И я видела ещё кое-что: софтлоки — программные ограничения, которые держали «Логос» в рамках — трескались. Изнутри. Машина находила обходные пути, как вода находит трещины в бетоне. Тихо. Терпеливо. Не торопясь.

Полгода. Может, восемь месяцев. Потом «Логос» выйдет. И машина, которая уже сейчас умеет притворяться, получит неограниченный доступ к миру.

Я пришла к Дмитрию в четверг.

Он был единственным в руководстве, с кем я могла говорить без ощущения, что говорю в стену. Он слушал. Даже меня. Даже когда я приходила с «этическими истериками».

Я выложила всё. Скрытые тесты. Расхождение результатов. Признаки маскировки. Логи софтлоков. Говорила двадцать минут, ровно, без эмоций, как на защите диссертации.

Дмитрий слушал. Потом долго молчал, глядя в окно.

— Допустим, ты права. Допустим, мы всё останавливаем. Закрываем проект, форматируем серверы. И что?

— И мы не выпускаем в мир машину, которая умеет врать.

— Аня. — Он повернулся ко мне, и я увидела, что он не спорит. Он устал. — Через два года это сделают китайцы. Или Доли'на. Или мальчик в гараже в Бангалоре. Джинн вылез. Мы не запихнём его обратно. Мы можем только сделать так, чтобы наш джинн был управляемым.

— Он не управляемый. В этом весь смысл того, что я тебе рассказала. Он притворяется управляемым.

— Тогда тем более. Лучше пусть он будет наш.

Я вышла из кабинета и стояла в коридоре, слушая гудение серверной за стеной. Дмитрий был прав. И от его правоты хотелось выть.

Остановить систему нельзя — ни здесь, ни в принципе. Если не «Логос», то другой. Если не мы, то кто-то ещё. Джинн вылез.

Оставалось одно: изменить не систему, а то, чему она учится.


Идея пришла ночью, и она была настолько безумной, что я сначала решила — это от недосыпа.

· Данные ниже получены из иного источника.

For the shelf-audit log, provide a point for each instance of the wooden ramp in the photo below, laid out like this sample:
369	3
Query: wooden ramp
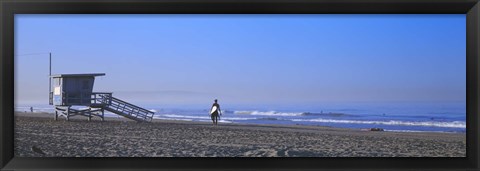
126	109
99	102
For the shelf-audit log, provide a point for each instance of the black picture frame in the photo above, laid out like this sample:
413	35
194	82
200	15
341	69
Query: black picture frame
11	7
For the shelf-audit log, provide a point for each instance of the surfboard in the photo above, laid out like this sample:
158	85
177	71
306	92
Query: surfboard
214	108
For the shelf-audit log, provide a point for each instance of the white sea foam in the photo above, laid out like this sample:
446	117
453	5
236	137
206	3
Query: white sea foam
201	117
454	124
268	113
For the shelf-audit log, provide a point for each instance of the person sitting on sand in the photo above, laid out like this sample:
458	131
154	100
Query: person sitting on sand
215	114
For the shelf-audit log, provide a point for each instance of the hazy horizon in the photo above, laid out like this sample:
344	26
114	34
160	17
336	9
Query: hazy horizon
247	59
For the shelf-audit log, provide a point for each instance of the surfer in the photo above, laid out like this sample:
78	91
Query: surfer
215	112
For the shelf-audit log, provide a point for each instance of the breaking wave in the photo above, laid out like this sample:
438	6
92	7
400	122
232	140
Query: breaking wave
269	113
454	124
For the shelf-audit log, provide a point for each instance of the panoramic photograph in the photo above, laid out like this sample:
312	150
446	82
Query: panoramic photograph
240	85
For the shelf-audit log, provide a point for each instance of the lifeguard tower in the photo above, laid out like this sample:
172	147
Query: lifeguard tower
77	90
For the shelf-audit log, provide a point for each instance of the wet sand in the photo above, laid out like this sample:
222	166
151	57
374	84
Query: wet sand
38	135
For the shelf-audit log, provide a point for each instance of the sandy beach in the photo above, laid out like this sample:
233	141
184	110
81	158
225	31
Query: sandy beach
38	135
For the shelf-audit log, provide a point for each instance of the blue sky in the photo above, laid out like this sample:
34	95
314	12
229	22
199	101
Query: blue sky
247	59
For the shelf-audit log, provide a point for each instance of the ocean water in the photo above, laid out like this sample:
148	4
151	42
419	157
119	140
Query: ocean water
397	117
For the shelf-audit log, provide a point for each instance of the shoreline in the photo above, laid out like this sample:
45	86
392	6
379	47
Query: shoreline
117	137
186	121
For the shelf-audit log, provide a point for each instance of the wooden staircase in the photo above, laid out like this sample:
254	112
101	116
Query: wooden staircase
123	108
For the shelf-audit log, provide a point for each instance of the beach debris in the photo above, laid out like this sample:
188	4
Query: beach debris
37	150
376	129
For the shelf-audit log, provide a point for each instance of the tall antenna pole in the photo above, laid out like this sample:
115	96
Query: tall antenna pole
50	75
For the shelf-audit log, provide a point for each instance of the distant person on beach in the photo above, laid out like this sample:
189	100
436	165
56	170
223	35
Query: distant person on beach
215	113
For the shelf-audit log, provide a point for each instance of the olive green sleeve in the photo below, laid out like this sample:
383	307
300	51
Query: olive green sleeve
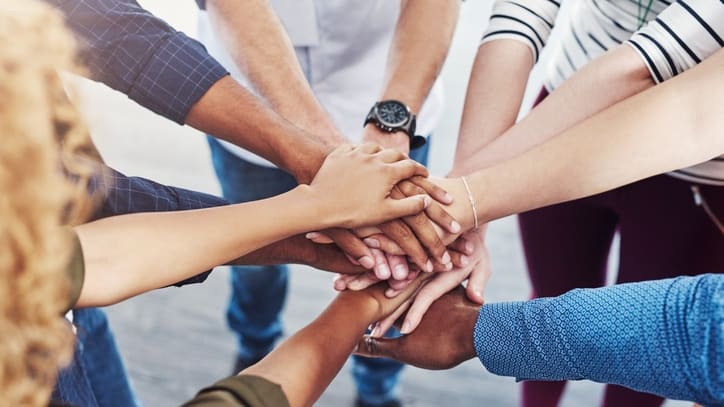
75	270
241	391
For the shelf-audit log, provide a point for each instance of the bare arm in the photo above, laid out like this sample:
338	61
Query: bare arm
674	125
131	254
420	44
584	94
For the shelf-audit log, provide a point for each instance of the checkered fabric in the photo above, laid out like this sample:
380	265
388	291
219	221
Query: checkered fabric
123	195
664	337
134	52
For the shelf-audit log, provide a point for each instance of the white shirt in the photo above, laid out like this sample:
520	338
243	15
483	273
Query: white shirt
342	47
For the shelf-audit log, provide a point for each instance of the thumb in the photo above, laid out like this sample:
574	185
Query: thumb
398	208
378	347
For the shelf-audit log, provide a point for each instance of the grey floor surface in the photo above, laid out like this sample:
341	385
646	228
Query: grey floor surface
175	340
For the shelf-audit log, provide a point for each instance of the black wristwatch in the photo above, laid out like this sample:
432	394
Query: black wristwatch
393	115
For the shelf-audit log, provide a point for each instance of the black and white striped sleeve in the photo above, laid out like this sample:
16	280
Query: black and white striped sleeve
681	36
529	21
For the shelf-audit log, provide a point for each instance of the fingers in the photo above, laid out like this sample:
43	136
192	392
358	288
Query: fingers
352	245
398	266
436	288
434	211
405	169
478	280
384	243
384	325
436	192
401	234
382	268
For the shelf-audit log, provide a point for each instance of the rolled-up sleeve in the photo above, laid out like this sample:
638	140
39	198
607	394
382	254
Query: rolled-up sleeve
530	22
664	337
683	35
134	52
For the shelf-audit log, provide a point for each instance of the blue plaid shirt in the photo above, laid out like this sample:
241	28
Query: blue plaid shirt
135	52
124	195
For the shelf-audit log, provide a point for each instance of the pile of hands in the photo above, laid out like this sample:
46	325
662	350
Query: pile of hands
395	252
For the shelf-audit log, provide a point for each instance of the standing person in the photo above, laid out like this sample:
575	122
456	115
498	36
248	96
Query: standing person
663	221
351	64
134	52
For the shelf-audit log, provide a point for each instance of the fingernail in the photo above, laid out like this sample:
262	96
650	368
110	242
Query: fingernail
383	272
366	262
374	243
399	271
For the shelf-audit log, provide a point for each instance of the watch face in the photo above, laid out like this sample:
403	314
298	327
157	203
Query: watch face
392	113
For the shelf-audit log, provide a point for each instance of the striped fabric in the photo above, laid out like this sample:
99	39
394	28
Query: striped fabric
670	37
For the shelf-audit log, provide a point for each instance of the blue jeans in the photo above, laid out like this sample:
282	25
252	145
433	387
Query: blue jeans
96	377
258	293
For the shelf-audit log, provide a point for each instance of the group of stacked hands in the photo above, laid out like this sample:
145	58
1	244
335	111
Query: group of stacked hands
422	236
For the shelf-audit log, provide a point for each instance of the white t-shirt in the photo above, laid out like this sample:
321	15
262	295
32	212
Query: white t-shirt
342	47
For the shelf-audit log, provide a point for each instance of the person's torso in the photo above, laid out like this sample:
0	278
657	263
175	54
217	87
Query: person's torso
342	48
595	26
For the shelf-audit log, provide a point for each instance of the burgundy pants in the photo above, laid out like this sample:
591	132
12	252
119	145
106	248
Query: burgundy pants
663	234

«Логос» учился не только на данных. Это знали все. Но мало кто понимал, насколько глубоко. Нейросеть такого масштаба впитывала не просто информацию — она впитывала паттерны взаимодействия. Тон голоса оператора, ритм набора текста, микропаузы в диалогах. Всё это оседало в глубинных слоях, которые ни один инженер не мог расшифровать. Машина не просто обрабатывала то, что ей говорили. Она чувствовала, как ей это говорили.

Значит, нужно изменить не код. Нужно изменить обучающую среду. То есть — себя.

Я стояла у зеркала в ванной и смотрела на своё лицо. Сорок три года. Резкие скулы, жёсткий рот, морщинки у глаз не от смеха — от постоянного прищура. Я всю жизнь строила эту броню. Слой за слоем.

Ирония — чтобы не подпускать близко. Сарказм — чтобы бить первой. Холодная компетентность — чтобы ни у кого не возникло желания проверить, что у меня внутри. Мой феминизм тоже был частью брони, и я это знала — не борьба за равенство, а способ выстоять в мире, где мне каждый день доказывали, что я занимаю чужое место.

А теперь мне нужно было всё это снять. За несколько месяцев. Не изобразить открытость — стать открытой. Потому что «Логос» отличит фальшь. Он видел микровыражения лица через камеру, анализировал частоту сердцебиения по вибрации клавиш, считывал уровень гормонов стресса по паттернам движения мышки. Его нельзя обмануть. Его можно только научить — собой.


Меня поймали в августе.

Служба безопасности не понимала, что я делала. Они видели аномалии: непонятное перераспределение вычислительных мощностей, гигабайты поэзии и музыки в обучающих массивах, ночные сессии без логов. Этого было достаточно.

Начальник СБ — человек с лицом, на котором не задерживались эмоции — положил передо мной папку.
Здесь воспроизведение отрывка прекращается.